Yeah, a sucky episode. It's uncomfortably close to nudity in a program geared towards kids, even the Man-bat got to keep his dignity. It could be partly attributed to the Korean animators, but that's letting the writers off the hook. Someone really dropped the ball on this one, it seemed like a cut n paste job. Let's take a little bit of Man-bat, a little bit of The Island of Dr. Moreau, a smidgen of furry, and throw Batman into the mix. Oh, and as a kicker lets make the motivations of the characters completely unremarkable.

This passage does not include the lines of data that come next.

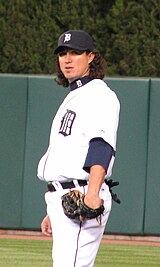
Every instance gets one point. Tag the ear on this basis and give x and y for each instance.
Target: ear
(91, 56)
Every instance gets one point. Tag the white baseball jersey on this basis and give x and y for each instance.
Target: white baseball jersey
(90, 111)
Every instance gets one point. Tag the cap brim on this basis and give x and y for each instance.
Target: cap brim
(60, 48)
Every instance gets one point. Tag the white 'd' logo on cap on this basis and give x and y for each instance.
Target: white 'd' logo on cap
(67, 37)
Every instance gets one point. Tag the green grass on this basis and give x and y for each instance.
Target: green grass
(37, 253)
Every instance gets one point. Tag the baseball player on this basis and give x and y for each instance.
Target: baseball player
(80, 155)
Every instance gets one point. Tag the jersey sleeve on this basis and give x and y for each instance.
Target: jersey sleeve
(101, 116)
(99, 152)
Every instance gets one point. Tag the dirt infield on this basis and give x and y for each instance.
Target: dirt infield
(107, 239)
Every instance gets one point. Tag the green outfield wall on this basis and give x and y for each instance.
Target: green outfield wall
(27, 106)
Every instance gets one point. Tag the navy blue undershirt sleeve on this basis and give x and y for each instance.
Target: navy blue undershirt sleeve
(99, 152)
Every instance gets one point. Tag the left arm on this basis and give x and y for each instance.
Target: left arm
(97, 174)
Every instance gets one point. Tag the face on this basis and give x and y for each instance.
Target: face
(74, 64)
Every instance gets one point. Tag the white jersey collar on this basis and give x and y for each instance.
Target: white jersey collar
(80, 82)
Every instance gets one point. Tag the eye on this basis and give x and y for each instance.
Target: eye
(77, 52)
(63, 53)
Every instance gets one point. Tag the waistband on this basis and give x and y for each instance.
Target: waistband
(54, 186)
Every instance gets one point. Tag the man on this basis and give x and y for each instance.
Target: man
(81, 151)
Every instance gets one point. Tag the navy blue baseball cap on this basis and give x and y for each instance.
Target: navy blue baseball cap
(75, 39)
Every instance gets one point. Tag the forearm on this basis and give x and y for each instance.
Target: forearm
(97, 174)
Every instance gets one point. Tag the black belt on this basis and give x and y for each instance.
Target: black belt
(66, 185)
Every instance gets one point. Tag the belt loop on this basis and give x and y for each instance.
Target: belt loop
(76, 183)
(57, 185)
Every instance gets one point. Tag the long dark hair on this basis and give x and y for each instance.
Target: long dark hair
(97, 68)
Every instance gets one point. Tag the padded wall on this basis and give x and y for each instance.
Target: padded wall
(131, 158)
(13, 103)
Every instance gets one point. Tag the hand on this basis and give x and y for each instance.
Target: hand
(46, 226)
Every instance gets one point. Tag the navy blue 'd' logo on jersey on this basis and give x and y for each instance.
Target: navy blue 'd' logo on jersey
(67, 122)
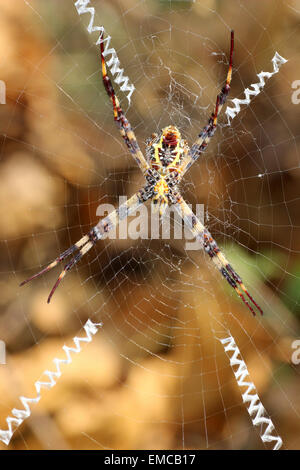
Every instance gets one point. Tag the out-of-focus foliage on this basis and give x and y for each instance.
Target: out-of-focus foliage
(156, 365)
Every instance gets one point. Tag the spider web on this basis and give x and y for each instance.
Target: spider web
(156, 374)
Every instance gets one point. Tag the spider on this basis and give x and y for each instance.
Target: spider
(168, 157)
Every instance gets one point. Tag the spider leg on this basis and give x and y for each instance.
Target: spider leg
(208, 131)
(96, 233)
(120, 118)
(211, 248)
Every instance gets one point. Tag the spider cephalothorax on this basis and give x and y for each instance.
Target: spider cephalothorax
(165, 152)
(168, 157)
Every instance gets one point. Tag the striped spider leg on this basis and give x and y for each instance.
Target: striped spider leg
(120, 118)
(209, 130)
(96, 233)
(109, 222)
(211, 248)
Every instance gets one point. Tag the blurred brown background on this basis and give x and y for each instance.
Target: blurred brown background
(155, 376)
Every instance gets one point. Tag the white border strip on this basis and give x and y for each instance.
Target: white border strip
(257, 87)
(20, 415)
(113, 64)
(255, 408)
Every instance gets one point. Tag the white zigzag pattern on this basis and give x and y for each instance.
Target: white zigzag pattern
(113, 63)
(256, 410)
(20, 415)
(257, 87)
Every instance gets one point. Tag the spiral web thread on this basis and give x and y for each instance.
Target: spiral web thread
(113, 63)
(255, 408)
(20, 415)
(257, 87)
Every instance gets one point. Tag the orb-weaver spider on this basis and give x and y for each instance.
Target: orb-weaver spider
(168, 157)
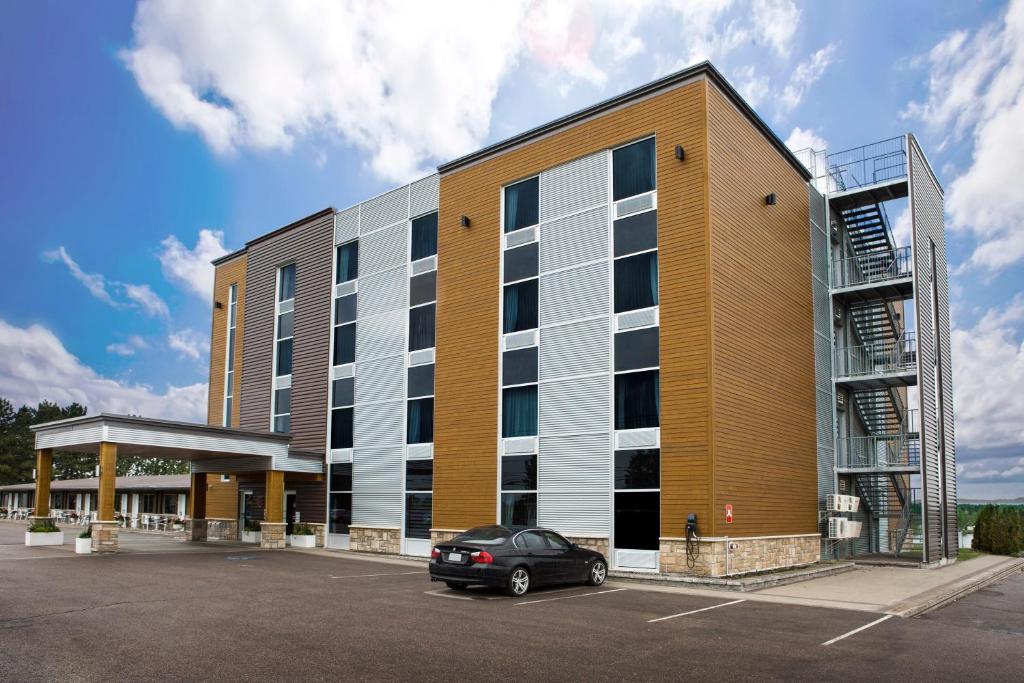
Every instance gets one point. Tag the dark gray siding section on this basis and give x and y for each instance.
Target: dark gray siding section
(934, 358)
(309, 247)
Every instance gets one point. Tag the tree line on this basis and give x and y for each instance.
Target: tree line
(17, 451)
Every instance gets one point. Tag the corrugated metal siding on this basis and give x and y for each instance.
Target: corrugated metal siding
(927, 215)
(308, 246)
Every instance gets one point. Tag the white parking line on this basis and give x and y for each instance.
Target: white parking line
(850, 633)
(368, 575)
(694, 611)
(569, 597)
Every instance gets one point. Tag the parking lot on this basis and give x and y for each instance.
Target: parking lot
(235, 612)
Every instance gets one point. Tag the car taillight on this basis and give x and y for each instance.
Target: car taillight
(482, 557)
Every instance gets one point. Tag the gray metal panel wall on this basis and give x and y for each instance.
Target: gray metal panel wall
(927, 218)
(308, 246)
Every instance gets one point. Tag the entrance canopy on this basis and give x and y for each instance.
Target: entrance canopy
(208, 447)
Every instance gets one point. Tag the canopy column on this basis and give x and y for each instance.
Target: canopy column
(104, 529)
(272, 527)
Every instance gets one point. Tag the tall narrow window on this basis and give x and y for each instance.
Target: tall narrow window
(284, 335)
(232, 302)
(633, 169)
(424, 237)
(522, 205)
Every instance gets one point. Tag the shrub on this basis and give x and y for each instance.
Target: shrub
(999, 529)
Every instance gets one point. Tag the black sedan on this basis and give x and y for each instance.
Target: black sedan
(515, 558)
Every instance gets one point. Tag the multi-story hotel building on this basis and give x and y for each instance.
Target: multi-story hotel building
(646, 312)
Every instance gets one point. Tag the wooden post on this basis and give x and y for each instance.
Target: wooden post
(44, 471)
(108, 476)
(274, 497)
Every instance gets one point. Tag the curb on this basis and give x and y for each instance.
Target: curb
(961, 590)
(740, 585)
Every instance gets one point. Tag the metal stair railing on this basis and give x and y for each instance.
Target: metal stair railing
(871, 267)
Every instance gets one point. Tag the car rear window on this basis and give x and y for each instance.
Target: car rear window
(484, 536)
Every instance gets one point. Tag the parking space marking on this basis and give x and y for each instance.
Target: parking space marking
(863, 628)
(569, 597)
(694, 611)
(368, 575)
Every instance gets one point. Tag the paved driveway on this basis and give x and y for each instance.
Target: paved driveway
(242, 613)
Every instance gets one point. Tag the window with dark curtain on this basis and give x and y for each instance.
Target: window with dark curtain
(636, 282)
(522, 205)
(420, 421)
(348, 262)
(637, 399)
(421, 328)
(519, 509)
(424, 237)
(341, 428)
(520, 306)
(344, 344)
(519, 412)
(633, 169)
(286, 288)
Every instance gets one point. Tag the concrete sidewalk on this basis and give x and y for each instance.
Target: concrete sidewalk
(898, 591)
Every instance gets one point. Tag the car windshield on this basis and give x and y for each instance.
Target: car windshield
(484, 536)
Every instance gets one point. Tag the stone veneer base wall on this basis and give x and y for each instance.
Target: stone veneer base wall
(375, 540)
(744, 555)
(104, 537)
(272, 536)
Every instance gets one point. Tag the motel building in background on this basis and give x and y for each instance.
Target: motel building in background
(648, 326)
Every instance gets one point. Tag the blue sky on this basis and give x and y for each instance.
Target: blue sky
(138, 141)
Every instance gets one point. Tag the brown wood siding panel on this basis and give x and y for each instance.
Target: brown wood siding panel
(763, 344)
(225, 274)
(466, 381)
(309, 247)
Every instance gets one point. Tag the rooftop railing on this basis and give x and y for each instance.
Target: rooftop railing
(867, 165)
(875, 267)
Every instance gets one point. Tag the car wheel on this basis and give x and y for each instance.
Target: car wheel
(518, 582)
(598, 572)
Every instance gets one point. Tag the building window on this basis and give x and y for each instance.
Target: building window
(284, 337)
(421, 327)
(519, 412)
(520, 306)
(341, 498)
(420, 421)
(347, 266)
(424, 237)
(522, 205)
(636, 282)
(637, 399)
(232, 303)
(633, 169)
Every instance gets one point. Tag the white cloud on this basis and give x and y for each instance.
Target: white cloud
(802, 138)
(35, 366)
(128, 347)
(988, 374)
(118, 295)
(976, 88)
(804, 76)
(188, 343)
(192, 267)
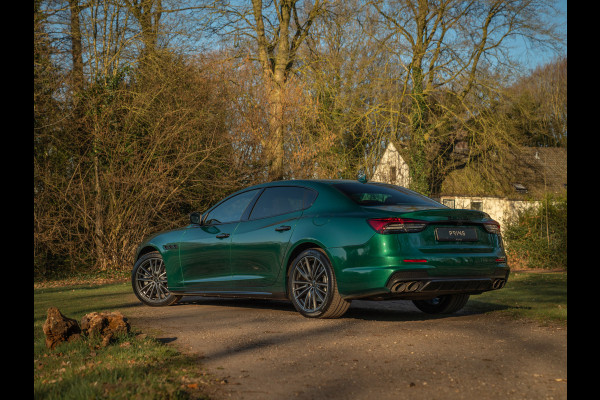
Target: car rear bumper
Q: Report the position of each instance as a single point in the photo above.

There's one thing I always hated about this type of comic-book scenario, that applies to the Man-bat too. How do you cause such horrific mutations in a human, both physically and psychologically, then give them a magic pill that returns them completely unscathed to their human form? I know I'm looking too deeply into it, but this scenario happens so often in comics and cartoons that it doesn't faze the audience. There is no shock to it. Everyone, even the characters in the comic or cartoon, assumes there's an antidote somewhere that will reverse the effects with no lingering harm to the character. It's just like that, instead of the characters being appalled at the transformation and how it will affect the remainder of their lives, they simply say, “Well, lets go find Dr. Whogivesacrap's lair, get the antidote, and go on to live our happy lives”. The only exception to this is if the mutation is part of the characters back-story (Bruce Banner has been dealing with his Hulk mutation since the early 60s). Sure, once in a while there's an obligatory time limit, “If we don't find the antidote in 24 hours, he'll be stuck this way forever!” This of course leads to the “race against time” scenario where they find the antidote and inject him/her 23 hours, 59 minutes, and 58 seconds after being infected with the mutation. Really? 2 seconds to spare?
last edited on July 18, 2011 10:17AM
Phillby at 1:13PM, Oct. 1, 2009
posts: 195
joined: 3-12-2009
That's the one real flaw of BTAS, while it got away with a lot it's still an episodic kids show so the satus-quo pills come out in full force at the end of most episodes.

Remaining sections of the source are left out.